Actel Corp. is hoping a new line of user-programmable computer chips it is developing will be less susceptible to radiation than the company’s previous problem-plagued models.

Representatives from Mountain View, Calif.-based Actel said in an Aug. 22 interview that the company’s new line of field programmable gate array (FPGA) computer chips will be available beginning in 2006.

A defect was discovered in 2004 in the previous model of Actel’s FPGAs. One antifuse was the source of the problems, leading the entire device to fail for some customers, Ken O’Neill, director of military and aerospace product marketing at the company, said Aug. 26. An antifuse is a device that performs the opposite function of a fuse and creates conductive paths between transistors.

Satellites for the U.S. National Reconnaissance Office and NASA’s Jet Propulsion Laboratory in Pasadena, Calif., were among those affected by the design flaw in 2004; NASA and NRO officials at the time declined to provide details on which specific programs were affected. Actel offered to replace the chips for customers with newer models at no cost after news of the defect became public.

FPGAs are computer chips which customers can personally program to meet specific needs. As a technology, it competes with application-specific integrated circuits (ASICs) for industry dominance. Ravi Pragasam, marketing manager for Actel’s military and aerospace segment, argued that FPGAs may be more expensive to buy in bulk, but are cheaper to fix when problems arise.

Actel’s new products are being built to be particularly sensitive to radiation, which is the biggest problem plaguing FPGAs, according to Pragasam.
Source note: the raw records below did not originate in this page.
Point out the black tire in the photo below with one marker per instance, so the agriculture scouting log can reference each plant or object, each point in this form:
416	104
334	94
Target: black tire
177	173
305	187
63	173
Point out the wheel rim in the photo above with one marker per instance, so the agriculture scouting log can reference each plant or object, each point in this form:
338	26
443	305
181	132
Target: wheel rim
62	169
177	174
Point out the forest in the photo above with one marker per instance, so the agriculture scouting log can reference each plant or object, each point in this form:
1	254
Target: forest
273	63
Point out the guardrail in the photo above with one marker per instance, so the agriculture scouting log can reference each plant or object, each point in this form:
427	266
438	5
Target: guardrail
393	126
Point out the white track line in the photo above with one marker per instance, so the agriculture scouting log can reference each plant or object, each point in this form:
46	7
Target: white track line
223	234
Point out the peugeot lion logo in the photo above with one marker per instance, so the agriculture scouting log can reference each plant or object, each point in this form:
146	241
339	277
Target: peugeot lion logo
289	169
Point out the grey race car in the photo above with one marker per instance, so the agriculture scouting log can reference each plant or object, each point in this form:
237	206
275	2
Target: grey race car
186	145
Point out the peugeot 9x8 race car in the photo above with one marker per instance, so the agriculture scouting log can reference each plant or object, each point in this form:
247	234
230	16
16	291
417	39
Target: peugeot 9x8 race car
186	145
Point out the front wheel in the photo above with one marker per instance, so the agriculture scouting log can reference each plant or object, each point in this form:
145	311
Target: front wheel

“We’ve done a lot of testing internally on the past product. This new product will ensure the reliability lessons learned there,” Pragasam said. “We’ve taken what we’ve learned into our experience and used that to develop the FPGA, and done a lot more testing under rigid conditions.”

Actel will release its RTAX4000S, which the company claims has the industry’s highest density radiation tolerance, next year, according to Pragasam. The chip’s radiation tolerance makes it useful on satellite payload systems, such as data processing applications and Earth observation, Pragasam said. Radiation can negatively affect both the chip’s logic and memory-based functions.

“The chance of something happening is highly unlikely for both logic and memory,” Pragasam said.

Actel also is improving its current RHAX250S model of FPGA so that it can be radiation-hardened. Radiation tolerant means that a device can withstand up to a certain amount of radiation without negative effects; radiation-hardened means that radiation should not have an impact on a device’s operation.

The RHAX250S is being built at BAE Systems’ foundry in Manassas, Va., under a contract with Actel for an undisclosed sum. The other new products are being developed with in-house research and development dollars.

The two products are expected to be available for delivery by the end of 2006.

Actel also is developing a radiation-tolerant device that uses flash-based technology, which has the advantage of being reprogrammable. Flash chips do not have to take time to power up, which may only make a 200-millisecond difference when it comes to time, but can have a big impact on critical system functions, Pragasam said.

“There is a lot of interest from government agencies in using flash technology in space,” Pragasam said.

Thirty-five percent of Actel’s revenue comes from military and aerospace clients, according to Ken O’Neill, director of military and aerospace product marketing at the company. O’Neill predicted the market for FPGAs could reach $200 million by next year.